The Trouble with Capturing Adventurers

One of the great tropes in adventure fiction is capturing the protagonist and letting him find a way to escape.

Unfortunately, requiring the capture of adventurers is extremely problematic in the middle of a game of Dungeons & Dragons. It is something that needs to be very carefully handled.

The problem derives from the nature of D&D. The essence of the game is that you present challenges to the players, who then discover ways to engage with them: either by defeating them or by avoiding them in some manner. Player agency: the ability of the players to impact the story. When you remove that agency – and especially by forcing the capture of the adventurers – it’s something that can create some unhappy players, which is not what you want!

Honestly, there’s only one forced capture scenario that I really like: when the adventurers begin the game captured. When it’s part of the set-up condition of the campaign, then everyone knows ahead of time what the starting point is and can plan accordingly. This is the technique that Out of the Abyss uses, and it’s a good one. If a player doesn’t like the scenario, at least they know going into the campaign what the start is – it isn’t a surprise to them mid-way through.

The unforced capturing of characters is also not a problem; the situation that happens as an organic part of play. You might have a dangerous foe in the adventure, and the players either choose to surrender to it or it captures them… but they could have avoided it or had the possibility of defeating it. That’s fine. You aren’t forcing the capture of the adventurers; it’s just something that happened in the game. At that point, you can continue with the adventurers as prisoners and see what happens next.

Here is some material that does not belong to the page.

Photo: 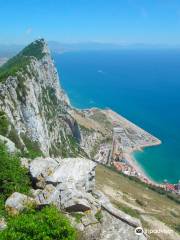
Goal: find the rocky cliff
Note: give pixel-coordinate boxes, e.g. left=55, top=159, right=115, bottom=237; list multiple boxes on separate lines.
left=0, top=39, right=149, bottom=240
left=0, top=39, right=88, bottom=157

However, the situation that causes all sorts of problems is when the story requires the characters to be captured mid-way through. An early example of this can be seen at the end of A3: Assault on the Aerie of the Slave Lords, where the players end the adventure being captured and thrown into the dungeons. The last adventure, A4: In the Dungeons of the Slave Lords is a classic where the players need to escape with very limited resources, but the end of A3 can be uneasy. A much worse example can be found in the Avatar Trilogy (Shadowdale, Tantras and Waterdeep), which showed us all the worst ways of removing player agency.

The recent D&D Adventurers League adventure Shackles of Blood also ran into this problem. Mid-way through, the adventure would really, really like the characters to be captured. And it does so by sending a very dangerous force against the players and allows the players to fight them. And, because it’s a structured, organised play adventure, if the characters get away it causes all types of problems for the DM to get the plot back on track. The adventure does try to offer suggestions as to how it proceeds afterwards, but it’s difficult for the DM and players. When I’ve run Shackles of Blood, my solution was to explain to the adventurers during the game that allowing themselves to get captured will allow them to track the perpetrators to their lair. It’s a solution; it may not be the best one.

The “adventurers are captured by an overwhelming force” situation is the most problematic of all the ways of forcing capture. It’s also the most common. Adventurers are really good at getting out of those situations though, and the heavy-handed DM soon discovers that he or she has to find another way to capture the adventurers – and will often end up with very unhappy players.

If you find yourself designing a scenario that absolutely requires the adventurers to be captured, and it needs to happen mid-way through, you have a problem. At this point, my preferred solution to this situation is to not have an encounter where the adventurers fight against the capture at all. Instead, I would begin the session with “Your foes have captured you. You are now in their dungeon”, and let the players come up with an explanation as to how it happened.

Although what I really prefer to do is to think about the scenario and work out how it could proceed if the characters are not captured, and then design the adventure accordingly. But, as you can imagine, that is a lot of work.

So, if you need to capture the adventurers, think about how it’s going to play. It’s one of the toughest scenarios to pull off successfully.

5 thoughts on “The Trouble with Capturing Adventurers

  1. One method is an NPC, who the PC’s care about and/or represents fiscal gain to the PC’s gets captured instead. Now the players can figure a number of ways of breaking in and breaking out again with the NPC.

  2. Question for you, Merric. I’m about to run Out of the Abyss with a group that includes some new players, so I’m planning to run the Lost Mines Starter Adventure first. My initial thought was to work some sort of story connection between the two since the BBEG of Lost Mines is a drow. I wasn’t planning on a combat hook, but would you suggest not even going that far and just saying, “End of Adventure 1. Top of Adventure 2, you’re in jail.”? Thanks!

    1. I’d do it in one of two ways. I’d run the final battle in Lost Mine and, if the PCs actually fail, just use that as the capture arc. However, if they win, start the next session with them captured – don’t run another combat to capture them. Good luck!